The current pauperisation process of coffee producers is destroying the very social fabric in the rural areas of more than 40 countries in Africa, Asia and Latin America, leading to increased criminality in producing nations, more poverty in the cities, and massive migrations towards the United States and Europe. In some countries, the current crisis has become an incentive to shift to illegal crops because farmers cannot make a living from coffee alone.
Quality and availability are also threatened. Producers who stay in coffee will not be able to afford the proper care of their farms and their coffee which leads to improper fertilszation and care of the trees, affects quality and deprives consumers the diversity that they enjoy today. Adaptation and mitigation of the effects of climate change are other burdens that falls on the shoulders of producers.

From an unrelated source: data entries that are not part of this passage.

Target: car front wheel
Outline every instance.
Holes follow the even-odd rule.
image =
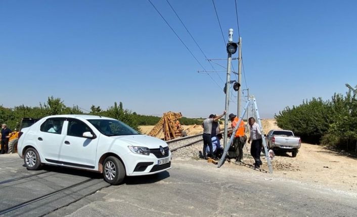
[[[42,164],[39,155],[35,149],[29,148],[26,149],[24,156],[24,162],[28,170],[37,170],[41,168]]]
[[[109,156],[106,158],[103,168],[104,180],[110,184],[120,184],[125,177],[125,169],[123,164],[115,157]]]

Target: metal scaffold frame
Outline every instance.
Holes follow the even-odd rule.
[[[241,114],[241,116],[239,116],[239,121],[237,124],[237,125],[236,125],[236,127],[233,129],[233,132],[232,134],[232,136],[231,136],[231,138],[230,138],[229,142],[227,144],[227,146],[225,146],[224,147],[224,151],[223,152],[223,155],[222,155],[222,157],[221,157],[219,162],[218,163],[218,167],[220,167],[223,164],[223,163],[224,162],[225,160],[226,160],[226,156],[227,155],[227,152],[228,152],[228,150],[229,149],[230,147],[231,147],[231,146],[232,146],[232,143],[233,142],[233,139],[234,138],[234,135],[236,134],[236,131],[238,130],[239,125],[241,123],[241,122],[242,122],[242,120],[243,120],[243,117],[244,116],[244,115],[245,114],[245,113],[247,111],[248,107],[250,104],[252,104],[253,105],[253,109],[254,109],[254,111],[255,112],[253,112],[253,114],[252,114],[252,115],[253,116],[253,114],[255,114],[256,115],[256,121],[257,120],[258,124],[259,124],[259,126],[260,128],[260,132],[261,132],[261,138],[262,139],[262,143],[263,143],[263,146],[264,147],[264,150],[265,151],[265,158],[266,159],[266,162],[267,163],[268,167],[269,167],[269,171],[270,172],[270,173],[273,173],[273,167],[272,166],[272,162],[270,161],[270,158],[269,158],[269,156],[268,156],[268,151],[267,151],[267,148],[266,148],[266,143],[265,142],[265,137],[264,136],[264,133],[263,132],[263,127],[262,125],[261,125],[261,121],[260,119],[260,116],[259,115],[259,111],[258,110],[258,106],[256,105],[256,101],[255,100],[255,98],[254,97],[254,96],[251,96],[250,97],[250,98],[249,100],[247,102],[247,104],[245,105],[245,106],[244,107],[244,110],[243,110],[243,112]],[[248,121],[248,120],[247,120]],[[225,133],[227,133],[227,132],[225,132]]]

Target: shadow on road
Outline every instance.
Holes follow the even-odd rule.
[[[140,185],[157,182],[170,177],[167,171],[162,172],[156,174],[141,176],[127,176],[124,182],[127,185]]]
[[[237,163],[236,164],[237,164],[238,165],[241,165],[241,166],[244,166],[245,167],[249,168],[251,169],[252,170],[256,170],[259,172],[260,172],[263,173],[269,173],[269,171],[267,171],[266,170],[263,170],[262,169],[254,169],[254,165],[253,165],[252,164],[246,164],[245,163],[242,162],[240,163]]]

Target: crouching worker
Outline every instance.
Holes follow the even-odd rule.
[[[212,152],[218,158],[220,158],[223,154],[223,149],[222,147],[220,146],[220,139],[222,139],[222,133],[218,133],[215,136],[212,137]],[[207,146],[206,149],[207,156],[212,157],[209,154],[209,147]]]

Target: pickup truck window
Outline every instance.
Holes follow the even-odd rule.
[[[293,136],[293,132],[290,131],[274,130],[272,135],[282,135],[283,136]]]

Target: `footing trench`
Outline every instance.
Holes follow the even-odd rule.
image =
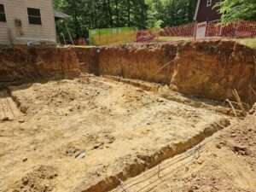
[[[229,41],[1,50],[0,191],[150,191],[256,101],[255,58]]]

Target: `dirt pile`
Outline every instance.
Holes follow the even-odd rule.
[[[86,56],[79,56],[80,62],[98,67],[101,75],[162,83],[182,93],[217,100],[234,100],[236,89],[244,102],[256,102],[255,50],[236,42],[108,46],[99,48],[94,59],[91,50],[81,51]]]
[[[34,81],[42,78],[69,78],[80,73],[70,49],[1,49],[0,85]]]

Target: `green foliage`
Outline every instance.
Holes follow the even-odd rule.
[[[218,7],[224,23],[238,20],[256,20],[256,0],[224,0]]]
[[[84,37],[87,28],[132,26],[138,29],[191,22],[196,0],[54,0],[55,8],[70,15],[72,36]],[[67,37],[63,22],[58,34]]]

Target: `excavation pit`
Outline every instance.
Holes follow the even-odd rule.
[[[211,99],[232,99],[228,88],[253,101],[242,90],[245,84],[253,90],[255,82],[234,77],[255,75],[255,67],[246,58],[239,73],[244,57],[234,57],[227,83],[232,63],[222,61],[219,50],[254,50],[221,42],[202,49],[206,44],[190,49],[206,54],[207,63],[214,58],[210,68],[200,59],[189,65],[188,44],[3,51],[0,104],[10,118],[0,123],[0,191],[109,191],[227,127],[231,109]],[[224,68],[221,75],[214,65]],[[188,80],[189,69],[198,82]]]

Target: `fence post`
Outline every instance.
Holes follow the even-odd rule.
[[[196,32],[197,32],[197,21],[194,22],[194,40],[196,40]]]

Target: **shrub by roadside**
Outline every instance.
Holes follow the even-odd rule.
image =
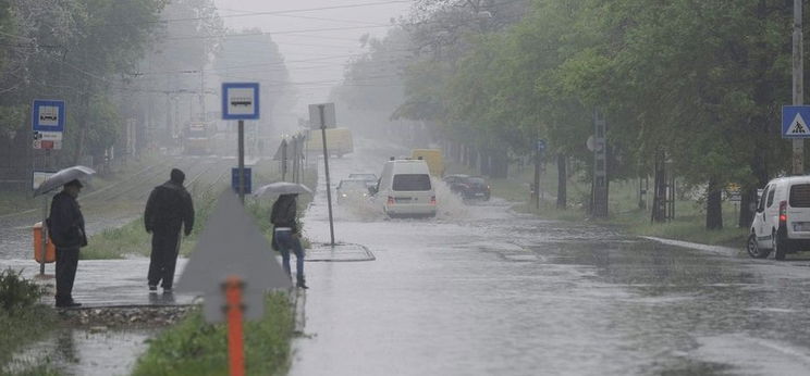
[[[286,293],[266,299],[265,315],[246,322],[245,366],[248,375],[277,375],[286,372],[295,323]],[[133,375],[226,375],[228,331],[225,324],[210,325],[199,309],[177,325],[150,340]]]
[[[453,165],[455,171],[469,173],[464,166]],[[636,181],[612,181],[610,189],[610,217],[608,220],[593,221],[588,218],[586,202],[589,197],[590,187],[582,183],[577,176],[568,179],[568,205],[567,210],[556,209],[556,168],[553,164],[548,165],[548,171],[541,175],[540,186],[543,189],[545,200],[541,200],[540,208],[531,201],[529,186],[533,180],[532,168],[526,168],[523,174],[507,179],[492,179],[492,196],[515,202],[514,209],[523,213],[531,213],[543,218],[585,222],[602,226],[616,227],[627,234],[637,236],[654,236],[661,238],[692,241],[713,246],[727,246],[739,248],[744,251],[747,229],[736,227],[737,218],[735,208],[729,202],[723,203],[723,223],[726,225],[720,230],[705,229],[705,215],[702,206],[691,200],[678,199],[675,202],[675,218],[666,223],[651,223],[650,211],[638,209],[638,184]]]
[[[21,277],[21,272],[0,272],[0,374],[54,375],[48,364],[15,362],[13,371],[7,369],[17,350],[32,343],[58,326],[57,313],[39,303],[44,289]]]

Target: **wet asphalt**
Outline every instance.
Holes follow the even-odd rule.
[[[385,159],[330,159],[333,186],[379,175]],[[307,263],[291,375],[810,374],[808,260],[692,250],[438,196],[433,220],[335,209],[336,240],[376,260]],[[329,241],[326,218],[320,187],[306,235]]]
[[[388,150],[358,143],[330,160],[333,186],[352,172],[379,175]],[[310,254],[321,262],[306,264],[291,375],[810,374],[810,260],[663,245],[518,214],[499,199],[464,203],[442,187],[431,220],[388,220],[365,201],[335,208],[336,240],[367,252]],[[121,205],[121,217],[142,204]],[[306,236],[328,242],[327,217],[320,187]],[[26,221],[0,217],[0,264],[28,258],[13,243],[29,241]],[[145,260],[119,262],[132,273],[114,294],[148,299],[133,266]],[[83,261],[79,273],[96,266]],[[103,286],[82,280],[77,293],[102,304],[94,289]],[[151,335],[57,334],[74,349],[69,374],[99,375],[126,374]]]

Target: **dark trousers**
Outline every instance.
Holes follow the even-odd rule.
[[[152,251],[149,260],[149,286],[172,288],[174,283],[174,266],[180,253],[180,231],[152,231]]]
[[[78,267],[78,248],[57,248],[57,303],[73,300],[73,280]]]
[[[295,272],[299,281],[304,280],[304,248],[300,247],[300,240],[293,236],[291,230],[275,231],[275,243],[281,252],[281,265],[284,272],[290,275],[290,251],[295,253]]]

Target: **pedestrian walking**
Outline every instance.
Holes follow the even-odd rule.
[[[291,276],[290,251],[295,253],[295,286],[306,289],[304,279],[304,248],[300,247],[300,231],[296,218],[297,193],[281,195],[273,203],[270,214],[270,223],[273,224],[273,249],[281,252],[281,261],[284,272]],[[292,276],[291,276],[292,278]]]
[[[180,253],[180,231],[186,236],[194,228],[194,203],[192,195],[183,187],[185,174],[172,168],[169,181],[155,187],[146,202],[144,225],[152,235],[152,249],[149,260],[147,283],[149,291],[156,291],[161,284],[163,292],[171,292],[174,283],[174,267]]]
[[[84,216],[76,198],[82,183],[71,180],[53,196],[47,220],[51,240],[57,247],[57,306],[74,308],[82,303],[73,300],[73,281],[78,267],[78,250],[87,246]]]

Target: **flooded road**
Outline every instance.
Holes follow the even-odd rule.
[[[330,160],[332,183],[386,159]],[[305,229],[328,241],[319,188]],[[810,374],[807,261],[664,246],[498,199],[439,205],[433,220],[336,209],[335,239],[377,259],[307,263],[291,375]]]

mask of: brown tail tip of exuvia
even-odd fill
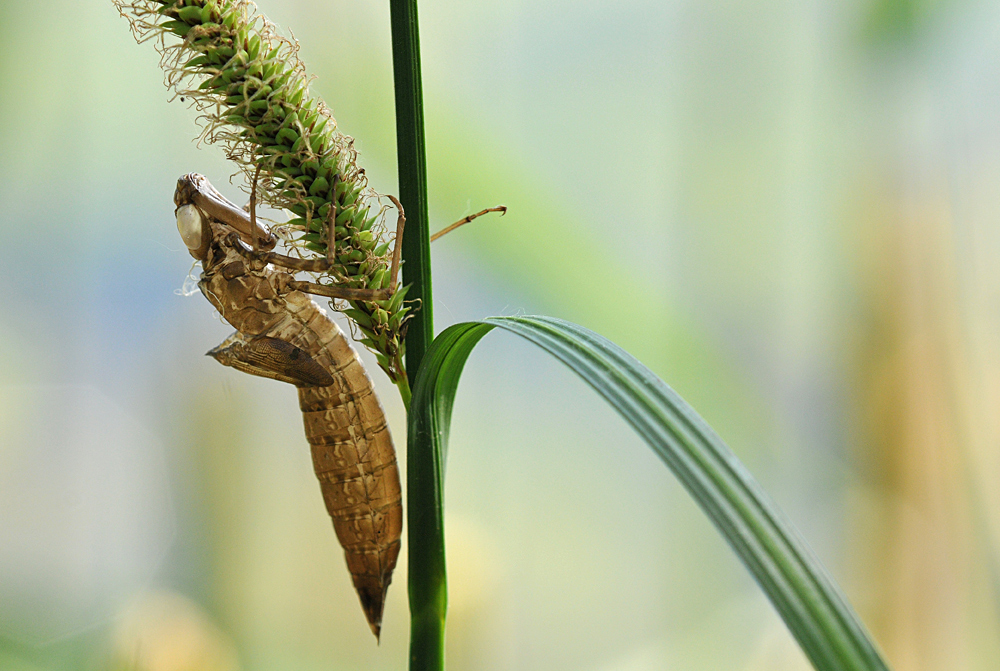
[[[388,585],[386,585],[388,587]],[[365,619],[368,626],[375,634],[375,641],[380,642],[382,634],[382,610],[385,607],[386,589],[358,589],[358,597],[361,599],[361,608],[365,611]]]

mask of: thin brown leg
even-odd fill
[[[333,194],[333,200],[330,201],[330,212],[328,214],[330,222],[326,234],[326,260],[331,264],[333,263],[334,247],[337,245],[337,240],[334,237],[334,228],[337,225],[337,182],[339,180],[340,173],[338,172],[333,176],[333,186],[330,189],[330,193]]]
[[[396,240],[392,243],[392,266],[389,270],[389,295],[396,293],[396,278],[399,275],[399,259],[403,253],[403,228],[406,226],[406,215],[403,214],[403,205],[396,200],[395,196],[389,196],[389,200],[399,210],[399,217],[396,219]]]
[[[500,216],[502,217],[503,215],[507,214],[507,206],[506,205],[497,205],[496,207],[488,207],[485,210],[482,210],[481,212],[476,212],[475,214],[470,214],[469,216],[467,216],[467,217],[465,217],[463,219],[459,219],[458,221],[456,221],[451,226],[448,226],[447,228],[445,228],[443,230],[440,230],[437,233],[435,233],[434,235],[432,235],[431,236],[431,242],[434,242],[435,240],[437,240],[438,238],[440,238],[442,235],[445,235],[447,233],[451,233],[452,231],[454,231],[459,226],[464,226],[465,224],[469,223],[473,219],[476,219],[477,217],[481,217],[484,214],[488,214],[490,212],[499,212]]]
[[[253,171],[253,183],[250,184],[250,249],[257,251],[257,179],[260,177],[260,163]]]
[[[339,287],[329,284],[316,284],[315,282],[300,282],[292,280],[288,286],[296,291],[328,298],[343,298],[348,301],[384,301],[392,298],[390,289],[355,289],[353,287]]]

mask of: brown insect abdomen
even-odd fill
[[[378,636],[403,531],[396,454],[381,404],[356,357],[329,387],[299,387],[327,512],[368,624]]]

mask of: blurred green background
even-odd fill
[[[267,0],[395,193],[386,2]],[[602,333],[730,443],[897,671],[1000,667],[1000,4],[422,0],[438,330]],[[110,2],[0,1],[0,669],[403,669],[293,390],[202,354],[175,180],[243,203]],[[371,358],[367,358],[371,362]],[[397,445],[404,417],[374,366]],[[580,381],[477,349],[448,463],[463,669],[805,669]],[[405,469],[405,464],[402,464]]]

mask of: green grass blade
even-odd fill
[[[549,317],[494,317],[452,326],[431,345],[417,375],[409,454],[430,450],[434,468],[411,471],[408,481],[411,609],[440,609],[434,617],[442,642],[447,598],[441,492],[448,424],[462,367],[476,342],[495,327],[558,358],[618,410],[722,532],[816,669],[888,669],[819,560],[711,427],[617,345]],[[441,592],[433,595],[433,603],[430,595],[422,595],[415,604],[414,583],[435,585]]]
[[[414,382],[406,438],[410,671],[444,669],[448,582],[444,560],[444,462],[462,367],[491,326],[452,326],[428,349]],[[416,403],[414,403],[416,401]]]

Producing countries and other players are concerned that today’s “C” contract is not the right price discovery mechanism and that by allowing the impoverishment of producers, the coffee industry is compromising its own future.
The current economic sustainability crisis of coffee producers needs to be addressed immediately before it becomes a humanitarian crisis. An approach based on the principle of co-responsibility and total transparency must be implemented to ensure that all the links of the value chain are profitable and healthy. Even if a coffee results in a great beverage, if it does so at the cost of the dignity, value or well-being of the people and the land involved, it cannot truly be a sustainable coffee. ICE (Intercontinental Exchange) cannot be absent in this discussion.
Coffee farmers from all over the world have been reaching out for years to the rest of the value chain hoping for a collective, constructive and realistic approach to secure the economic sustainability of producers. The response, unfortunately, has been very weak.
When it comes to economic sustainability of coffee producers, it is clear: No action is not an option.
Other organisations listed on the declaration include Agence des Cafés Robusta d’Afrique et Madagascar, African Fine Coffees Association, Asociación Mexicana de la Cadena del Café, Asociación Nacional del Café Guatemala, Brazilian Specialty Coffees Association, Conselho Nacional do Café, Coalición Nacional de Organizaciones de Productores de Café, Inter-African Coffee Organization, India Coffee Trust, Promecafe, Specialty Coffee Association United States, and Vietnam Coffee and Cocoa Association.
The World Coffee Producers Forum will be held from 10 to 11 July 2019, at the Royal Palm Plaza Resort, in São Paulo, Brazil.
The forum will continue efforts, and consider the actions necessary, to solve scenarios that compromise the future supply of coffee. The forum invites the entire coffee production chain to the event with the purpose of acting jointly and co-responsibly.